Candidiasis

Candidiasis

Candidal species are carried as normal oral commensals by 50% of the population. Candida albicans is the most frequently isolated strain and can cause a spectrum of lesions.

Predisposing factors:

Local factors:

Xerostomia from drugs or radiotherapy

Antibiotic therapy, particularly broad-spectrum agents

Corticosteroids

Heavy Smoking

Dental appliances

Systemic factors:

Poorly controlled diabetes mellitus (neutrophil leukocyte defects)

Extremes of age

Nutritional deficiencies – Iron, Vitamin B12, Folic acid

Immunosuppressive drugs – corticosteroids, cytotoxic chemotherapy

Immunodeficiency – Hereditary / Acquired (HIV) SEE picture on right

Classidication of Candidiasis:

Acute Candidiasis

Pseudomembranous (Thrush)

White/creamy plaques, easy to wipe off – leaves erythematous base

Often palate – junction hard/soft, fauces. Can be chronic if immunocompromised

Erythematous/Atrophic

Presents as red lesions. Can be seen in :-

Denture-related stomatitis (mild inflammation and erythema of mucosa beneath denture, usually asymptomatic)

AB-induced stomatitis (generalised mucosal erythema following broad-spectrum antibiotics, eliminates normal oral flora)

Median Rhomboid glossitis (depapillated rhomboidal area in centre line of dorsum of tongue, anterior to circumvallate papillae, usually asymptomatic)

Chronic Candidiasis

Hyperplastic (Candidal Leukoplakia)

Persistent white lesions, often at commissures or buccal mucosa, cannot rub off, 50% speckled, varying levels of epithelial dysplasia and recognised risk of malignant transformation (between 9 and 40%).

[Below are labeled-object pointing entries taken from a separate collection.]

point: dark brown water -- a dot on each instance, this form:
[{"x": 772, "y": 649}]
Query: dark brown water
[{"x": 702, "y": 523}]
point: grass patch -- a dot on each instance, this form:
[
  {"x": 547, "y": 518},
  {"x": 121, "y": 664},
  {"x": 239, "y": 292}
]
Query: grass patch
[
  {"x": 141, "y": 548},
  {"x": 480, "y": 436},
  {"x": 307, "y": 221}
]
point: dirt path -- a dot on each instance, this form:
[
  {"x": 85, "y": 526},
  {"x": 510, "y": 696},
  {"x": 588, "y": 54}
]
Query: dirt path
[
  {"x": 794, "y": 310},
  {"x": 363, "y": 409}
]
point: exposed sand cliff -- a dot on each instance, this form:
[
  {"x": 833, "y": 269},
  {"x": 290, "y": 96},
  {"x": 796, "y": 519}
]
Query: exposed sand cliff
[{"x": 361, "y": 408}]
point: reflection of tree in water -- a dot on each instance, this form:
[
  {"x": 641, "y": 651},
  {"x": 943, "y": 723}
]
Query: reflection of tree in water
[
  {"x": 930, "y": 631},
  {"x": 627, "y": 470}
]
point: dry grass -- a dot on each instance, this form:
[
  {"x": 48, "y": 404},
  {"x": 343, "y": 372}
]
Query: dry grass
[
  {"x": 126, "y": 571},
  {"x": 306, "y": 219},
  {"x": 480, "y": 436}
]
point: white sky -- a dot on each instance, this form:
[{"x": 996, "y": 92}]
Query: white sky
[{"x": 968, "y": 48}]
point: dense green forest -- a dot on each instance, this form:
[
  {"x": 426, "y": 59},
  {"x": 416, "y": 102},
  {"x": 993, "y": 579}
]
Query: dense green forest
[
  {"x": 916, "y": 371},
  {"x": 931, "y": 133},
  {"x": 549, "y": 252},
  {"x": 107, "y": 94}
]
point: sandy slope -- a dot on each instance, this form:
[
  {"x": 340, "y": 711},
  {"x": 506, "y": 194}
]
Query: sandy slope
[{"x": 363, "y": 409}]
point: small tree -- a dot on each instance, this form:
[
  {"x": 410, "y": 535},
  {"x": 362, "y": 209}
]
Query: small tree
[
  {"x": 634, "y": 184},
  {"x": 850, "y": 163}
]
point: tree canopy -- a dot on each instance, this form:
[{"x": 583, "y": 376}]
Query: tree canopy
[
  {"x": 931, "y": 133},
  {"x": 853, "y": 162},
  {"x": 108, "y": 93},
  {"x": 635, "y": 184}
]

Mucocutaneous Candidiasis (CMC) Syndromes

Localised – oesophagitis, iron deficiency with persistent oral candidiasis

Diffuse (Candida Granuloma) – granulomas, susceptibility to bacterial infections,

Endocrinopathy Syndrome – pernicious anaemia, hypoparathyroidism, hypoadrenocorticism, diabetes

Thymoma – myasthenia gravis, aplastic anaemia, defect of cell mediated immunity

Erythematous/Atrophic

 

Angular Stomatitis/Cheilitis

Multifactorial cause:- skin folding due to age, diabetes mellitus, nutritional deficiencies, denture wearing

Inflammation at commissures of lips, erythema possibly with yellow crusting

Rx. intra-oral infection of candida

Miconazole gel/cream effective for candida and staph. and strep., Fusidic acid cream effective for staph. aureus

Diagnostic tests

A smear from the affected region should be taken and stained (Gram’s stain or PAS) - see candida hyphae

A swab and an oral rinse should also be taken and sent for culture

Biopsy and histopathological examination is necessary to confirm chronic hyperplastic candidiasis – examine for possible dysplasia

Management

VITAL to consider why candidal infection has arisen – underlying systemic conditions? Always consider HIV in adult male where no other detectable cause

Control of any local causes/predisposing factors —antibiotic therapy, anaemia, xerostomia, folic acid deficiencies, smoking, may be enough to resolve the lesions.

Topical use of antifungals – Nystatin pastilles/suspension, or Amphotericin lozenges should allow the oral microflora to return to normal.

Miconazole gel can be coated onto the base of the denture, TDS, while the denture is being worn, for denture-induced stomatitis, and continued 1—2 weeks, until the inflammation has cleared and C.albican is eliminated.

Elimination of C.albicans from the denture base is important and can be achieved by soaking the denture in 0.1% hypochlorite overnight. Topical anti-fungals can only gain access to the palate if the patient leaves their dentures out while the tablets are allowed to dissolve in the mouth.

Systemic Itraconazole and Fluconazole, can be used for resistant cases.